Friday, November 6, 2009

The Male Gaze in Holiday Marketing

If you have taken the subway to Time Square-42nd Street in the last two weeks and looked up, you may have noticed that Target had begun posting its giant holiday posters. They are a modernized version of the twelve days of Christmas with substituting Target’s products for the material objects and humans for the animals. For example, the eight lords-a-leaping poster features eight dapper looking young men leaning forward, giving winning smiles to the spectator. The seven swans-a-swimming depicts children cavorting. These both seem relatively light-hearted, but then one notices the six geese-a-laying one. It displays six nearly identical blonde women pushing baby carriages.

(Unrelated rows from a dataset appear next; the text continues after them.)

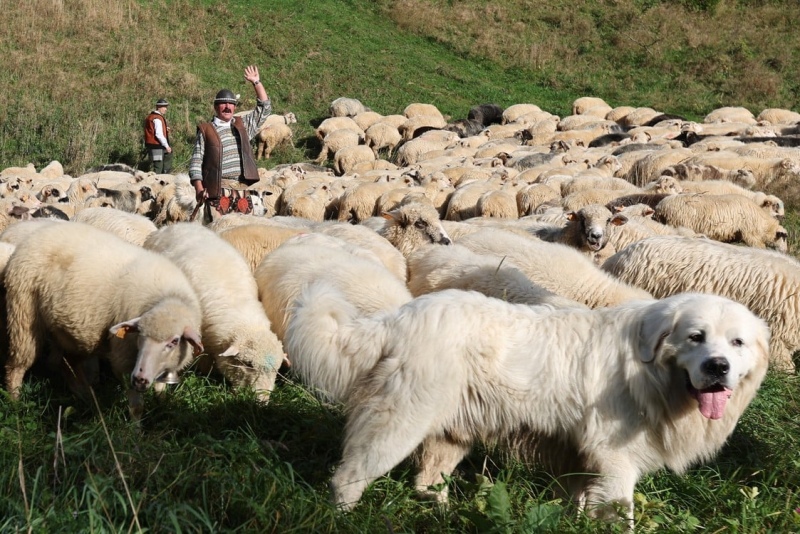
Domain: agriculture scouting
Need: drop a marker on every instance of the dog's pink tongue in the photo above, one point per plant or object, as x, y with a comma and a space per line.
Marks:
712, 401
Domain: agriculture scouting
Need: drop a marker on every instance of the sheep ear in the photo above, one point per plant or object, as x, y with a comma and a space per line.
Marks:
619, 219
122, 329
194, 340
233, 350
654, 326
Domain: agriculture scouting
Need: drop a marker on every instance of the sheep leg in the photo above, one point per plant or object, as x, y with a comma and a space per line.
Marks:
438, 456
24, 339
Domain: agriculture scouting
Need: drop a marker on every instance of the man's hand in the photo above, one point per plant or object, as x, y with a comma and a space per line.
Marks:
251, 74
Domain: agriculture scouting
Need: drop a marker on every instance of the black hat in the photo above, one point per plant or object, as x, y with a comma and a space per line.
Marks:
225, 96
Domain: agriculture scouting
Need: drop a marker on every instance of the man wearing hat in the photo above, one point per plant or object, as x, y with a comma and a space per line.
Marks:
222, 160
156, 138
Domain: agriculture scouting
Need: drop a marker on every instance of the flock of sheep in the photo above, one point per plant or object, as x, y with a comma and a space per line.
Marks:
590, 210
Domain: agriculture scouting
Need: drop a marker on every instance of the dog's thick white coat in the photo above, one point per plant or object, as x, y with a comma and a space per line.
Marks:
610, 394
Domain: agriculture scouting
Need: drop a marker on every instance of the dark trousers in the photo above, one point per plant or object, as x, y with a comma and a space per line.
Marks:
160, 160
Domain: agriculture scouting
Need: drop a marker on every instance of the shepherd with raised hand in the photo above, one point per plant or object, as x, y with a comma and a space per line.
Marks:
222, 163
156, 138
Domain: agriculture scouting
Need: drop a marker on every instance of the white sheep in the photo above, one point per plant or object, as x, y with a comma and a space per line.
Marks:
147, 319
358, 203
255, 241
365, 119
335, 123
419, 109
457, 267
726, 218
355, 270
584, 103
131, 227
413, 225
778, 116
176, 201
271, 137
767, 282
382, 135
313, 204
339, 139
587, 230
346, 107
769, 203
21, 231
555, 267
346, 159
500, 203
235, 330
514, 112
730, 114
532, 196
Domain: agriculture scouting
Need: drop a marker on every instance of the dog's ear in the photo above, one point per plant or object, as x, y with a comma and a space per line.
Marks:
655, 325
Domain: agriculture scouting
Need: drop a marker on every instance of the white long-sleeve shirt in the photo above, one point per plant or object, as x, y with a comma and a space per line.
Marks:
158, 126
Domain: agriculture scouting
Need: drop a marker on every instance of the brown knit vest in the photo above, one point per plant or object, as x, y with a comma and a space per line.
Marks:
212, 157
150, 129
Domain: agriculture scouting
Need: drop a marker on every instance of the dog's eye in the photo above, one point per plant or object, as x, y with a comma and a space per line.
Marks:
698, 337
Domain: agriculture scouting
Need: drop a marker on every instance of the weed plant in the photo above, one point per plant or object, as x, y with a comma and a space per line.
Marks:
79, 77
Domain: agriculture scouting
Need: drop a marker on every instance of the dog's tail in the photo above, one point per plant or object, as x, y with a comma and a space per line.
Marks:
328, 343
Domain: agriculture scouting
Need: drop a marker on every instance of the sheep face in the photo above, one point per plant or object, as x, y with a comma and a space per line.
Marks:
413, 225
248, 363
166, 342
593, 223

It is the only ad posted yet that features adult women, and its implications are that their sole purpose is to be breeding birds. While swans are considered to be beautiful, graceful, even virginal creatures, geese are known for their monogamous instincts, the imprinting of the goslings on the mother, and for being a traditional Christmas dish.

It is my thought that the male gaze is particularly present these posters by displaying the men as handsome, winsome creatures while diluting woman to their most base physiological purpose—to give birth to children or to lay eggs. Furthermore, all the women are blonde, leggy, dressed in white, and are pushing pearly, almost egg-shaped carriages. The only touch of Target’s signature scarlet is in the background, causing the subjects to look even more pure by comparison.

I wonder if in the coming weeks will Target debut other “Days” posters and exactly how different their nine ladies dancing will be from their six geese, or will they have to acknowledge that their stylized version of womanhood is decidedly one dimensional?